OpenAI unveils AI model o1 with self-fact-checking, advanced reasoning skills
CALIFORNIA, UNITED STATES — OpenAI, the company behind ChatGPT, has unveiled its latest innovation in the field of artificial intelligence: the o1 model.
This new family of AI models, including o1-preview and o1-mini, represents a significant leap forward in generative AI technology, particularly in its ability to fact-check itself and engage in complex reasoning.
Enhanced reasoning capabilities of OpenAI o1
The o1 model stands out for its ability to “think” before responding to queries.
According to Noam Brown, a research scientist at OpenAI, “o1 is trained with reinforcement learning.” This approach teaches the system to develop a “private chain of thought” before providing an answer, resulting in more accurate and well-reasoned responses.
o1 is trained with RL to “think” before responding via a private chain of thought. The longer it thinks, the better it does on reasoning tasks. This opens up a new dimension for scaling. We’re no longer bottlenecked by pretraining. We can now scale inference compute too. pic.twitter.com/niqRO9hhg1
— Noam Brown (@polynoamial) September 12, 2024
OpenAI claims that o1 excels in tasks requiring the synthesis of multiple subtasks, such as detecting privileged emails or brainstorming marketing strategies.
The model’s performance improves with additional processing time, allowing it to reason through problems holistically.
Impressive performance metrics of OpenAI o1
In various tests, o1 has shown remarkable improvements over its predecessors:
- Solved 83% of problems in an International Mathematical Olympiad qualifying exam, compared to GPT-4o’s 13%
- Reached the 89th percentile in Codeforces programming challenges
- Demonstrated enhanced multilingual skills, particularly in Arabic and Korean
OpenAI o1 codes a video game from a prompt. pic.twitter.com/aBEcehP0j8
— OpenAI (@OpenAI) September 12, 2024
Despite its advancements, o1-preview is priced at $15 per 1 million input tokens and $60 per 1 million output tokens, significantly higher than previous models.
Responses are processed more slowly, taking over 10 seconds for complex queries.

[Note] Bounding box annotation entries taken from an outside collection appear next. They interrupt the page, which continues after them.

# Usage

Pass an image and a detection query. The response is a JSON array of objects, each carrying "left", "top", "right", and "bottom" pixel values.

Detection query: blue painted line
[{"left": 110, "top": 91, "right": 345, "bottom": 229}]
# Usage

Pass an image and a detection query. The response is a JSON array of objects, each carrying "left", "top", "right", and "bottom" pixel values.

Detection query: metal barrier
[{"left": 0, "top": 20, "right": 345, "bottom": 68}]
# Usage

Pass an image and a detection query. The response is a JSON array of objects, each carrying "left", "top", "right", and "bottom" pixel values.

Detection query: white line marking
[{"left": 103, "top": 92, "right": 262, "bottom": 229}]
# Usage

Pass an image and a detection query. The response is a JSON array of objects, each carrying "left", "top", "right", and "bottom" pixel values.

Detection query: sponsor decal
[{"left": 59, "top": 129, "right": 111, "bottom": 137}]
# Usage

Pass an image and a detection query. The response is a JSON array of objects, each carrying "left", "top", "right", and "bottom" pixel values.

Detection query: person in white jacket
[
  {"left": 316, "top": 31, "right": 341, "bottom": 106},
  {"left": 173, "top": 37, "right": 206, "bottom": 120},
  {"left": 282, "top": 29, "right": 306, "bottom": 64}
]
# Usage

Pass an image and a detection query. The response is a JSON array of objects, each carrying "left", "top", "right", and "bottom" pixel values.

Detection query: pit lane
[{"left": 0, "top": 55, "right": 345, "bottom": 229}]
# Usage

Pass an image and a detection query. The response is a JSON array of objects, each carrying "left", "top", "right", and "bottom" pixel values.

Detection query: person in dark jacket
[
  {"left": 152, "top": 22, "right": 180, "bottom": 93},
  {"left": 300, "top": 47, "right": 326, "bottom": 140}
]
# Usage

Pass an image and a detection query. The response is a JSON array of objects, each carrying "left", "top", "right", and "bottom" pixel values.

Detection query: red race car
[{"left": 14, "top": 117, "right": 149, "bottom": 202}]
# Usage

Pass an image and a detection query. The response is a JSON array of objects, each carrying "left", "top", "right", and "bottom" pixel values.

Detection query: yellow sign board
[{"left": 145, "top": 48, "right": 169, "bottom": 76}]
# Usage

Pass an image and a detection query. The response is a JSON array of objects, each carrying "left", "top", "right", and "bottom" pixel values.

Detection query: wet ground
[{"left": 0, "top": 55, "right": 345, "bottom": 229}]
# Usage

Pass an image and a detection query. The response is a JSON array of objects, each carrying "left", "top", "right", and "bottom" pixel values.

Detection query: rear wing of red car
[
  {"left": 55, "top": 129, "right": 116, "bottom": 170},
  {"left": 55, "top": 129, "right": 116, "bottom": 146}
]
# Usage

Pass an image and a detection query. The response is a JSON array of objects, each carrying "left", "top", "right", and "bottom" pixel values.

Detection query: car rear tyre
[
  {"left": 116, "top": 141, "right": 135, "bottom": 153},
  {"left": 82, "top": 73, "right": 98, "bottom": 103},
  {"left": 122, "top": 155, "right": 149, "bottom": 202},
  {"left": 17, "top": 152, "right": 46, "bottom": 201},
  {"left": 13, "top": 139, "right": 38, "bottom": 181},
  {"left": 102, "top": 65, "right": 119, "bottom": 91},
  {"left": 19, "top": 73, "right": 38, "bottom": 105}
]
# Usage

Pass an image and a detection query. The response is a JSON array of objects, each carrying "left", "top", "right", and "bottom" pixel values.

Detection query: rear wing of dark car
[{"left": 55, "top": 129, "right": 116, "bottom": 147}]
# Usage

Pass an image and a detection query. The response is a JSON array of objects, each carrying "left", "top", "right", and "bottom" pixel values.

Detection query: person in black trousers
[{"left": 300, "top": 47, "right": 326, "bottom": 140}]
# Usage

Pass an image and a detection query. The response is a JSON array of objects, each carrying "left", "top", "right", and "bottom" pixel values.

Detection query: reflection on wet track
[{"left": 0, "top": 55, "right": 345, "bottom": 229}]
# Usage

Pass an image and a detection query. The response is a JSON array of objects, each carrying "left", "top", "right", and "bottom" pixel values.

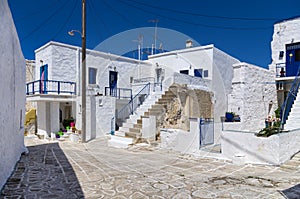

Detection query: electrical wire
[
  {"left": 15, "top": 0, "right": 60, "bottom": 23},
  {"left": 52, "top": 1, "right": 79, "bottom": 39},
  {"left": 126, "top": 0, "right": 280, "bottom": 21},
  {"left": 119, "top": 0, "right": 273, "bottom": 30},
  {"left": 102, "top": 1, "right": 139, "bottom": 27},
  {"left": 20, "top": 0, "right": 69, "bottom": 42},
  {"left": 87, "top": 0, "right": 112, "bottom": 37}
]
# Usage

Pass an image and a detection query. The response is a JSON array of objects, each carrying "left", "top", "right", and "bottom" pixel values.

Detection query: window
[
  {"left": 20, "top": 109, "right": 24, "bottom": 129},
  {"left": 295, "top": 49, "right": 300, "bottom": 61},
  {"left": 89, "top": 68, "right": 97, "bottom": 84},
  {"left": 194, "top": 68, "right": 203, "bottom": 77},
  {"left": 180, "top": 70, "right": 189, "bottom": 75},
  {"left": 203, "top": 70, "right": 208, "bottom": 77},
  {"left": 279, "top": 51, "right": 284, "bottom": 59}
]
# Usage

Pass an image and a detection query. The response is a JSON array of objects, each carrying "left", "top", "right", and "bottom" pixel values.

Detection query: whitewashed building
[
  {"left": 269, "top": 17, "right": 300, "bottom": 129},
  {"left": 26, "top": 39, "right": 276, "bottom": 148},
  {"left": 221, "top": 16, "right": 300, "bottom": 165},
  {"left": 0, "top": 0, "right": 26, "bottom": 189},
  {"left": 26, "top": 42, "right": 153, "bottom": 140}
]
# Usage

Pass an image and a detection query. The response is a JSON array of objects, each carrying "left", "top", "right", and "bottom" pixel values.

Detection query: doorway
[
  {"left": 109, "top": 71, "right": 118, "bottom": 97},
  {"left": 40, "top": 64, "right": 48, "bottom": 94}
]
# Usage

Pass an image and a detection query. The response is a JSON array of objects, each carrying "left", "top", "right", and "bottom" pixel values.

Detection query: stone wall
[
  {"left": 229, "top": 63, "right": 277, "bottom": 131},
  {"left": 269, "top": 17, "right": 300, "bottom": 71},
  {"left": 162, "top": 84, "right": 214, "bottom": 130},
  {"left": 0, "top": 0, "right": 26, "bottom": 190},
  {"left": 26, "top": 60, "right": 36, "bottom": 111}
]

Some testers also reported that o1 may confidently provide incorrect information more often than GPT-4o.
OpenAI is not alone in its efforts to improve AI reasoning. Google DeepMind researchers have published studies suggesting that providing models with more time to process requests can significantly enhance performance. The competition is fierce, and OpenAI faces the challenge of making o1 more widely accessible while addressing its current limitations.